Metrorail Western Cape manager Richard Walker on Tuesday told the Western Cape legislature's Standing Committee on Transport and Public Works that 7 844 dwellings have been erected on its land in Langa, Nonqubela and Philippi, affecting its ability to restore operation.
To relocate those who had built their homes on the track would require 55.9 hectares, although 1 350 homes situated next to the rail reserves would need to be cleared soonest to allow work on restoring the line to commence.
Walker said an eviction notice had been obtained and issued to the occupants of the illegal structures, while a final eviction hearing was scheduled for 27 July.
The line had not been operational since 2019 owing to vandalism.
Chair of the Prasa board, Leonard Ramatlakane, said between that time and the reintroduction of rail transport in lockdown Level 3, the "situation got worse".
The central line accommodated 60% of working people in Cape Town and restoring operations would require intergovernmental cooperation, he told the committee.
Ramatlakane said: "Prasa only has a mandate to run trains. We can't allocate land - we don't have land."
Those living on the Prasa land have shown willingness to move, but had asked for an alternative, which the state-owned enterprise said it could not commit to.
The rail service provider had been engaging with local and provincial government in hopes of finding alternative erven on which the people could be accommodated through the "swopping" of land, although this was an extensive process, he said.
DA Western Cape committee spokesperson on Transport and Public Works Ricardo Mackenzie said there had been a 66% decrease in the province's weekday train services since 2019.
Following the briefing to the committee, he said this translated to 293 fewer trains operating per day.

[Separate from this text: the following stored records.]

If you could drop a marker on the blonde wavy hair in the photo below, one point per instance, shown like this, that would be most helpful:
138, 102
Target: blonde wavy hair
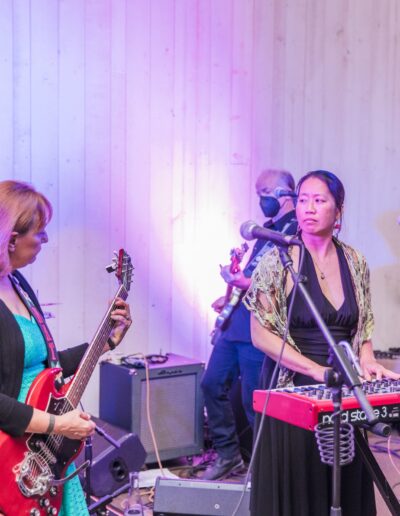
22, 208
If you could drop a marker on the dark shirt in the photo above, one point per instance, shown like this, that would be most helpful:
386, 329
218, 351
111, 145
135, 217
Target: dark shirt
15, 416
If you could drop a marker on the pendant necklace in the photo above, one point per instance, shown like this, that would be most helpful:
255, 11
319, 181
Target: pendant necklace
321, 273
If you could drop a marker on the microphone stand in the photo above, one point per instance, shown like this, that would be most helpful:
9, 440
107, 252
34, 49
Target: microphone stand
342, 373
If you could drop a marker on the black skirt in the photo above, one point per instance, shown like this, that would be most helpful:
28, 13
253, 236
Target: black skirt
288, 477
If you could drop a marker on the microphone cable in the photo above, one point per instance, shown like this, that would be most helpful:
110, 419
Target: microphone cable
273, 379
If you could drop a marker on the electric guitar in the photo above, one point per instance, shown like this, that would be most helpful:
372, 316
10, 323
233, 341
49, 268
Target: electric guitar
33, 466
232, 294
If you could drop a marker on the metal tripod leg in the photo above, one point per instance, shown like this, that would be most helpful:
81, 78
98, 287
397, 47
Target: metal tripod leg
376, 473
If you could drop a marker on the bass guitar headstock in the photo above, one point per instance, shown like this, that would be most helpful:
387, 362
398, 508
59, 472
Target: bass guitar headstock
122, 265
237, 254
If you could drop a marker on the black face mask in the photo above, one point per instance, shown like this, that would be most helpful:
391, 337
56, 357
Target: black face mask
269, 205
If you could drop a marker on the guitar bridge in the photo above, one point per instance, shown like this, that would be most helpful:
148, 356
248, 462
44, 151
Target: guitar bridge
33, 474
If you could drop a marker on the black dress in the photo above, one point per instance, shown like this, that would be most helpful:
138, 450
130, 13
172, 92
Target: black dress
288, 477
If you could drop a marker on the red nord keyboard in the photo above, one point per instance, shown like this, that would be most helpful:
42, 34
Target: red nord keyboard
309, 405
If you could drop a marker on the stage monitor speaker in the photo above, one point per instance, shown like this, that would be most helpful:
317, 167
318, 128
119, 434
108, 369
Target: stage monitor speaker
110, 465
185, 497
176, 404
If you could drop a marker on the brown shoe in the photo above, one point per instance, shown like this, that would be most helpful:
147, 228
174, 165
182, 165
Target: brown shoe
222, 468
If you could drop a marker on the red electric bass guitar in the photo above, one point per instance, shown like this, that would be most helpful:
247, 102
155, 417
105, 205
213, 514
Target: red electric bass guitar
232, 294
33, 466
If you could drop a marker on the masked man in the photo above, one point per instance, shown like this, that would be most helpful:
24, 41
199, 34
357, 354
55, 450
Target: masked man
233, 355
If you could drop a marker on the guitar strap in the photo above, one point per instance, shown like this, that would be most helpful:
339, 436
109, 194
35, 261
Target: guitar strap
31, 307
248, 270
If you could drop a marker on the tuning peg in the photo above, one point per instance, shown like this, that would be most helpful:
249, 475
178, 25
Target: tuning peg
114, 264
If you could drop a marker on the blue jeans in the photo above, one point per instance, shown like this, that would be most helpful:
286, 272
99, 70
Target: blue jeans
228, 361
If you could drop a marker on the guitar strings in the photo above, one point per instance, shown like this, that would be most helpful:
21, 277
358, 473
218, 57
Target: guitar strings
53, 442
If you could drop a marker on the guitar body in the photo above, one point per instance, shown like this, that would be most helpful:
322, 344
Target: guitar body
232, 295
30, 462
33, 466
226, 312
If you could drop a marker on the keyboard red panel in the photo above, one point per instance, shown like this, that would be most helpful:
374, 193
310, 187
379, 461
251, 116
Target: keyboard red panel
309, 405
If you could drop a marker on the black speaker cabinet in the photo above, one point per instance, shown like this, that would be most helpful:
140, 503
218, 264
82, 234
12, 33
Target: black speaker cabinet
176, 404
184, 497
111, 465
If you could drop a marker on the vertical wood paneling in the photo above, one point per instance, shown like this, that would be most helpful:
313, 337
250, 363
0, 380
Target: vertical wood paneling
146, 124
21, 57
161, 159
137, 30
44, 118
70, 315
6, 89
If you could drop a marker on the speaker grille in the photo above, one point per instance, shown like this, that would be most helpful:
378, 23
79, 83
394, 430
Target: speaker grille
176, 404
171, 402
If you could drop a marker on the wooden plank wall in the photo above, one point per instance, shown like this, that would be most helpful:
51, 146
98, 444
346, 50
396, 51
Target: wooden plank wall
147, 122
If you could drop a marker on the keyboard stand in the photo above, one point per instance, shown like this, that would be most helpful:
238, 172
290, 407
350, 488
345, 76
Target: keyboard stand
376, 474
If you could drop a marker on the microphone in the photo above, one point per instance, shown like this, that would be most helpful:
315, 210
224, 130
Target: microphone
281, 192
250, 230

He would table a motion that the "current status of train operations and devolution of rail to capable sub-national governments" be debated in provincial legislature.
"The reduction in the usage of trains is not a novel circumstance in the province. As it currently stands, Prasa experienced at least 92 incidents of theft in the first six months of 2020, with more than 120 recorded in the month of July," Mackenzie said."In addition to there only being 29 functional train sets in the Western Cape - in comparison to more than 80 in 2014 - the state-owned enterprise has witnessed a drastic fall in revenue as a result and has found itself in a dangerous financial predicament."

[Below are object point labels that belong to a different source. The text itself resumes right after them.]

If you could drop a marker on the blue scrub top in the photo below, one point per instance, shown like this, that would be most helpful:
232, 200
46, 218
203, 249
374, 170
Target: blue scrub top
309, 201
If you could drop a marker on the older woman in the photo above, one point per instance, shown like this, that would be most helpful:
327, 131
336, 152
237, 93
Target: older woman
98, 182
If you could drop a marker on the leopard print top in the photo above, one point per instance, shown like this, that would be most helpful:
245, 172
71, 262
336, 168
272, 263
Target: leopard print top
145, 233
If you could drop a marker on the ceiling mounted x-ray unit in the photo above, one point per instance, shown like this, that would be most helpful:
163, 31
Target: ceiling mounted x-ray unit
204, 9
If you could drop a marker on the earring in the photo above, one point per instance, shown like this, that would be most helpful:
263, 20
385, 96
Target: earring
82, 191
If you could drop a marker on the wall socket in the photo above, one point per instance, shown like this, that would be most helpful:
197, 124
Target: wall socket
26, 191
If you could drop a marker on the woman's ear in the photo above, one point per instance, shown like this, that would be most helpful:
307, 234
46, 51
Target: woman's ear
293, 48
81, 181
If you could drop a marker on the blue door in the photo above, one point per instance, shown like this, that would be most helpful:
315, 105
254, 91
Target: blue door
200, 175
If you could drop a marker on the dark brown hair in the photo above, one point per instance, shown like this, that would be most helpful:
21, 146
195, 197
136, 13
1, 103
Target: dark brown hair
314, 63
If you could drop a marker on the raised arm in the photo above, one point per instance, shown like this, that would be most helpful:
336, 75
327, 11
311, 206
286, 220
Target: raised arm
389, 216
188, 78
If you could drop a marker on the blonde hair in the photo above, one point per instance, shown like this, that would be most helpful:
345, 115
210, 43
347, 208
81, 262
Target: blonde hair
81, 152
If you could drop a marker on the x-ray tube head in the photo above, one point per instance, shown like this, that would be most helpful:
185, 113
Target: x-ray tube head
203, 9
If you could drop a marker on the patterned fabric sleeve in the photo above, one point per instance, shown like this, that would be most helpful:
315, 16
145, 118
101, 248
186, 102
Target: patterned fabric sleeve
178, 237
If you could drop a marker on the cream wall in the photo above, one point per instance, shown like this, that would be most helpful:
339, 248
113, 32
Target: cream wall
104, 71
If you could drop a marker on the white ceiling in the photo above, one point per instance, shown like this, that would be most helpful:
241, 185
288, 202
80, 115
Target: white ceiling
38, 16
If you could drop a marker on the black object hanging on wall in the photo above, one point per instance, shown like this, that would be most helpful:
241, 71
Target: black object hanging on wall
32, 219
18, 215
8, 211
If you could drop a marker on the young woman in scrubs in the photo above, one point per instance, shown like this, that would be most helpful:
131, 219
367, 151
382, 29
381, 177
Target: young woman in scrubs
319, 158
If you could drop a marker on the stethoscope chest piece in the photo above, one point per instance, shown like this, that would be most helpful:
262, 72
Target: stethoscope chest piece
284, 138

He said while he welcomed Prasa's confirmation that R790 million would be spent over the next three years to repair and upgrade stations, it would still cost the country's fiscus at least R2.8-billion for the central line recovery programme to be completed.
GOOD's Brett Herron argued that the central line was at one point the busiest rail line in the country, saying it "can't be regarded as acceptable" that it had been inoperable for two years.

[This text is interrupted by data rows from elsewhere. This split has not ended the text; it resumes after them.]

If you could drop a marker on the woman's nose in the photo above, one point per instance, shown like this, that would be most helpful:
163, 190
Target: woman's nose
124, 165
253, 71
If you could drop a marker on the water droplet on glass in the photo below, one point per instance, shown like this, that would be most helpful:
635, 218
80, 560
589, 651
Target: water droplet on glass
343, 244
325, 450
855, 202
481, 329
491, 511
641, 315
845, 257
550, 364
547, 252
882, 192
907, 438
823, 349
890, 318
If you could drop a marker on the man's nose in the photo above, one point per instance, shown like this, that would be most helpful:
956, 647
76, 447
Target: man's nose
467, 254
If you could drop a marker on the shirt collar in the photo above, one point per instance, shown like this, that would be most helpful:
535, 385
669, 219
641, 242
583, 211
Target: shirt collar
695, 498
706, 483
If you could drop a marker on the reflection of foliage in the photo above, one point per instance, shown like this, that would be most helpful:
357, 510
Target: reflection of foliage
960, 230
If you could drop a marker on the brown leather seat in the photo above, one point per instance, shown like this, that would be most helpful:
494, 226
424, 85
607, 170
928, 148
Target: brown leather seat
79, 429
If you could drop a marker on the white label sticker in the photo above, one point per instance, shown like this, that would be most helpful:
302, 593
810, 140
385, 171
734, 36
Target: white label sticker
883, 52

"Cape Town's central line, servicing Mitchells Plain, Khayelitsha and at least 20 other communities on its route to Cape Town Central Station, was arguably South Africa's most important rail commuter line. It is the lifeblood of the city," he said after the briefing.
"Its collapse is compounded by the collapse of the MyCiTi N2 Express bus service to Mitchells Plain and Khayelitsha. This service was providing over 200 000 passenger trips a month, but has not operated since June 2019 due to the City of Cape Town's inability to resolve an impasse with the service operators."
He charged that 55 hectares of land was not that big in terms of the amount of land the various spheres of government held, saying that he was surprised that this was a stumbling block.